23 ways to get active

Thursday, 13 February 2020

During the warmer months it may be tempting to dream of days on the couch streaming your favourite show or watching cricket.  But, for optimal health, it’s very important to stay active.

Sitting or lying down (with the exception of sleeping) are what we call ‘sedentary’ behaviours. You can be sedentary at work, at school, at home, when travelling or during leisure time. Sedentary behaviour requires little energy expenditure.

Examples of sedentary behaviour include:

  • Sitting or lying down while watching television or playing electronic games.
  • Sitting while driving a vehicle, or while travelling.
  • Sitting or lying down to read, study, write, or work at a desk.

Being physically active is really good for you, in lots of ways. It helps you to be strong and fit, keeps your body healthy and diabetes in-check. It helps you stay a healthy weight and can create opportunities for being social. The National Physical Activity and Sedentary Behaviour Guidelines for Adults (18-64 years) recommend accumulating at least two and a half to five hours of moderate intensity physical activity, or one and a quarter to two and a half hours, of vigorous intensity physical activity a week. Or an equivalent combination of both moderate and vigorous activities.

“But I am over 65. How much physical activity do I need?”

Being physically active and staying fit and healthy will help you to get the most out of life, whatever your age. There are five physical activity recommendations for older Australians:

  1. Older people should do some form of physical activity, no matter what their age, weight, health problems or abilities.
  2. Older people should be active every day in as many ways as possible, doing a range of physical activities that incorporate fitness, strength, balance and flexibility.
  3. Older people should accumulate at least 30 minutes of moderate intensity physical activity on most, preferably all, days.
  4. Older people who have stopped physical activity, or who are starting a new physical activity, should start at a level that is easily manageable and gradually build up the recommended amount, type and frequency of activity.
  5. Older people who continue to enjoy a lifetime of vigorous physical activity should carry on doing so in a manner suited to their capability into later life, provided recommended safety procedures and guidelines are adhered to.

Being physically active for 30 minutes every day is achievable and even a slight increase in activity can make a difference to your health and wellbeing. Remember – the 30 minutes does not have to be done all at once, but can be accumulated in blocks of 10 minutes. Moderate intensity physical activity equates to a level of 4-6/10 on an RPE (rating of perceived exertion) scale, and increases your heart and breathing rate but not to the point where you can’t maintain a conversation.

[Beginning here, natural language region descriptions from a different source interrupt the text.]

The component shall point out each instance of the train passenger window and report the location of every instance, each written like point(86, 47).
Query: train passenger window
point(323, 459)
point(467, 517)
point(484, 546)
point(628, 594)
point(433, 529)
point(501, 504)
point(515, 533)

Here are some ideas for building up 30 minutes of physical activity

Get out in nature

  1. Go for a bush walk, mountain hike or walk along the beach
  2. Visit a waterfall, lookout or lake that involves a walk
  3. Get a book on birds and go birdwatching in the bush, beach, or park
  4. Get out in the garden and plant some vegetables

Get wet

  1. Visit the local pool, rockpool, waterhole or dam for a swim
  2. Go snorkelling, kayaking or canoeing
  3. Join an ocean swimming group or event
  4. Learn to SUP (stand-up paddle)
  5. Join an aqua-aerobics class

Work-out at home

  1. Cleaning e.g. mopping, vacuuming, washing the car, yardwork
  2. Resistance training using bands, hand weights (or tins of food) – see our Resistance Training Guide at the Diabetes Shop https://diabetesshop.com/product-category/healthy-living/exercise-equipment/
  3. Try a workout DVD or app
  4. Do sit to stands (or other exercises) during the add breaks on TV
  5. Do calf-raises while brushing your teeth, or waiting for the kettle to boil

For more information, see https://www.makehealthynormal.nsw.gov.au/activity/workouts for home-based workout plans. Speak with your GP prior to undertaking new exercise program.

Get outdoors

  1. Join in a game of backyard cricket with your family / friends
  2. Take your dog for a walk, or ask a friend / neighbour if you can walk theirs
  3. Take your children / grandchildren to the park or beach – and be active with them instead of watching
  4. Walk or cycle for transport instead of using the car or public transport (or get off a stop earlier than your destination)
  5. Go for a bike ride on a local cycleway

Get social

  1. Sign up for a community fitness challenge e.g. fun-run or walk, mini-ocean swim or triathlon
  2. Join a summer sports club e.g. swimming, tennis, bowls, golf
  3. Try a local Parkrun (it’s free and you don’t have to run!)